In any comic universe, we have the straight-A heroes and the exact opposite villains. Then, there is a grey area of ruthless heroes, the anti-heroes. Marvel has its fair share of anti-heroes ranging from Punisher to Venom. And then, there is Deadpool, also known as the "Merc with a Mouth." Considered the ultimate anti-hero, what exactly makes Deadpool an unconventional comic book character?
When Deadpool made his first appearance in The New Mutants #98 (1991), creator Rob Liefeld said that his costume was inspired by Spider-Man's full mask design. But Deadpool was actually an intentional ripped-off version of DC's supervillain, Deathstroke.
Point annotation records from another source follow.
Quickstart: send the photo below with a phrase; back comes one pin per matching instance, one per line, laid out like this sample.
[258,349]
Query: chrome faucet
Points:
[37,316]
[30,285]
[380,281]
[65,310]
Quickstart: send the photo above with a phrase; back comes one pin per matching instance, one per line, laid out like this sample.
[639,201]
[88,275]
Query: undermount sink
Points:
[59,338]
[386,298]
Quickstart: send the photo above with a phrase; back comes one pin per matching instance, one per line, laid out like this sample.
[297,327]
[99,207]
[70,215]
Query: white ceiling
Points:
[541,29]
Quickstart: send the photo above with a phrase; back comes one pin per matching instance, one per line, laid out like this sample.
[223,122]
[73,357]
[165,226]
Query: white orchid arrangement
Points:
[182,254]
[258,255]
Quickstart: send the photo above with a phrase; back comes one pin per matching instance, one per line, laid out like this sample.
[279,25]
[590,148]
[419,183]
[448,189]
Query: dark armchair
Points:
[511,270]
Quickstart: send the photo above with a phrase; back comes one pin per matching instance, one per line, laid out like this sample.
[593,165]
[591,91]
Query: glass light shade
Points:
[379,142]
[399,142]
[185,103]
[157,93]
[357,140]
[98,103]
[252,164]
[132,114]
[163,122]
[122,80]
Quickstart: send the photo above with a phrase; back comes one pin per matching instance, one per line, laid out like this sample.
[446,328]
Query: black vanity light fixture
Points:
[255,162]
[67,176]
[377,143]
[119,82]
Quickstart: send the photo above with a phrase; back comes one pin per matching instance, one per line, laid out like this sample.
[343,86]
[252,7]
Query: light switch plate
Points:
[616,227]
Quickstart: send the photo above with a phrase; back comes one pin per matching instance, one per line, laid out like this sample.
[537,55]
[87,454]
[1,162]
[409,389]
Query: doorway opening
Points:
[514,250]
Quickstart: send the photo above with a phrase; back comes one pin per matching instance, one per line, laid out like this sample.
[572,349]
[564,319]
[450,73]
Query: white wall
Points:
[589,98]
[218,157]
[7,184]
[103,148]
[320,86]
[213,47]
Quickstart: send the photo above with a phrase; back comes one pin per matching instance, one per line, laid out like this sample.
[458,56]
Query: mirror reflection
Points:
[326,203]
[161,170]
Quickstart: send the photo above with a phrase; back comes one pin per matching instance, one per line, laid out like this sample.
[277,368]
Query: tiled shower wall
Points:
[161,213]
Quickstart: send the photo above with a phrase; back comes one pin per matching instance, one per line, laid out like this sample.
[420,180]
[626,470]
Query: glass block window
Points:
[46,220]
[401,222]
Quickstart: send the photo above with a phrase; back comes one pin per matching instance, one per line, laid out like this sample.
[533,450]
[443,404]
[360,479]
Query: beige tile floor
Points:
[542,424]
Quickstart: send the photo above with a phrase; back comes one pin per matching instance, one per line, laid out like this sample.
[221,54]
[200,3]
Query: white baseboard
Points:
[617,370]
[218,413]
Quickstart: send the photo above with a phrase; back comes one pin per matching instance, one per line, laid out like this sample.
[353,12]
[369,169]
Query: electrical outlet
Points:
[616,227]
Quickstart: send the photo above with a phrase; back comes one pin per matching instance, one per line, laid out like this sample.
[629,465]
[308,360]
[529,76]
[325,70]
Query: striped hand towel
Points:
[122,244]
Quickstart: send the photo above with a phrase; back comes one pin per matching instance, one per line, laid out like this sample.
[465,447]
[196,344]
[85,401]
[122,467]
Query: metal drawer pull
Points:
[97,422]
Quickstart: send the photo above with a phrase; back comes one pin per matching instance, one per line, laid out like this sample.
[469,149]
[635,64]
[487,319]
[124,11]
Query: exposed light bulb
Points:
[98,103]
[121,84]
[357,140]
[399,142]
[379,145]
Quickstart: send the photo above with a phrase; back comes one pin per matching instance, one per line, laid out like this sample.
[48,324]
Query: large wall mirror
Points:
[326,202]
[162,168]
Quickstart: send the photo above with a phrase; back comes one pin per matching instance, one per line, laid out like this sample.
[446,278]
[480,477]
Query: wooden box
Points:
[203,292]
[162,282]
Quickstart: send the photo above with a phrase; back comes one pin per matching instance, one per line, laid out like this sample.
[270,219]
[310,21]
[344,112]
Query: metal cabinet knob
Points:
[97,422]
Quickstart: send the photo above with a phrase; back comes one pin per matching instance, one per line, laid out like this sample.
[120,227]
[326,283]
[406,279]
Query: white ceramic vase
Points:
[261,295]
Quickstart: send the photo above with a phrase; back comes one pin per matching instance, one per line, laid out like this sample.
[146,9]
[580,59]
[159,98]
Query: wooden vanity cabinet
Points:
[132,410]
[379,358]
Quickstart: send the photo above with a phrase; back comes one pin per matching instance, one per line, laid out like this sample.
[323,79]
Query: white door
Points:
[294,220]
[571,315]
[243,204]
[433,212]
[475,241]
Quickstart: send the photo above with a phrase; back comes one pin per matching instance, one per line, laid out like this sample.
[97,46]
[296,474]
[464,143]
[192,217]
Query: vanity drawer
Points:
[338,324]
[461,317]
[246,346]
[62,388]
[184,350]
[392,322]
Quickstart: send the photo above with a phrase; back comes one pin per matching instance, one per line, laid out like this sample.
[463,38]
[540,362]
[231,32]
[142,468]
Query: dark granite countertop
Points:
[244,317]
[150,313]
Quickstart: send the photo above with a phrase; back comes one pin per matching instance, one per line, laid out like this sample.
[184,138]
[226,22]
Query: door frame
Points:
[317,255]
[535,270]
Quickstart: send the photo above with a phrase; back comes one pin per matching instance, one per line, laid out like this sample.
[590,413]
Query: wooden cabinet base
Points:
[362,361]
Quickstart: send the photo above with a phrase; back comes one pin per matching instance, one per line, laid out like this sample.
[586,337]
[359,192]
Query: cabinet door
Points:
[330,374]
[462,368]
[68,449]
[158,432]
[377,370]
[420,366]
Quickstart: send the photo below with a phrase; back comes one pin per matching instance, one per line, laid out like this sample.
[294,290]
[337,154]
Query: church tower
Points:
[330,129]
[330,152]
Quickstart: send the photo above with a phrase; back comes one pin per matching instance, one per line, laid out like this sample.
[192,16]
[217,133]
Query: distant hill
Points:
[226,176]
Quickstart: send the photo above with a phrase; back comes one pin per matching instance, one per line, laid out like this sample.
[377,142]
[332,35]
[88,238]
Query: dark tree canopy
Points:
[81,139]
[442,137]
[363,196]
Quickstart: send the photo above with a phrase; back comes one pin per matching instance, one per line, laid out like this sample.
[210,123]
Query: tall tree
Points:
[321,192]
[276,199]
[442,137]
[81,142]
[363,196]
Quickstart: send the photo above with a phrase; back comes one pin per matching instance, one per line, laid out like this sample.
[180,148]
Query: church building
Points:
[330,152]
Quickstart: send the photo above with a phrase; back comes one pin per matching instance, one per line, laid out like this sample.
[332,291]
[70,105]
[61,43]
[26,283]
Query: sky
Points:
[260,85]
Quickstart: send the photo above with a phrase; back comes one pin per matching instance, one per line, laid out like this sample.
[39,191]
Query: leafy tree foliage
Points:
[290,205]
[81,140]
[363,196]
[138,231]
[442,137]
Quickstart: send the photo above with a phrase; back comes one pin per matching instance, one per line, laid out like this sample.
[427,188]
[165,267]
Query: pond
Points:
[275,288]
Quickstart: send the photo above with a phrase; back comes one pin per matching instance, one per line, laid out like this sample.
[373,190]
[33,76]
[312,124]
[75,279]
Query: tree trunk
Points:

There are also real name similarities between these two as Deathstroke's real name is Slade Wilson, while Deadpool's is Wade Wilson.
As seen in the movies, Deadpool has self-healing powers, but that is not why he is immune to death. It is because of Thanos. Deadpool, during his torture, fell in love with the physical form of Death, who Thanos fancied too. When Deadpool wanted to die and be with her, Thanos cursed him with immortality. This separated Death and Deadpool for eternity.
Marvel might have sarcastic heroes like Tony Stark, but Deadpool is a charismatic sad clown, making him different from others. Going opposite of the holier-than-thou comic book dialogues, Deadpool is liberal with cuss words and talks a lot. But, the reason why he constantly jokes is to cover up his self-loathing, insecurities, and pain from the traumas he has endured over the years.
Deadpool is also among the very few comic book characters who constantly breaks the fourth wall, and interacts with the audience. He knows that he is a comic book character and apart from the interactions, breaking the wall enables him to argue with numerous voices in his head, which is quite funny. Even his description on Marvel's website is his own Point of View!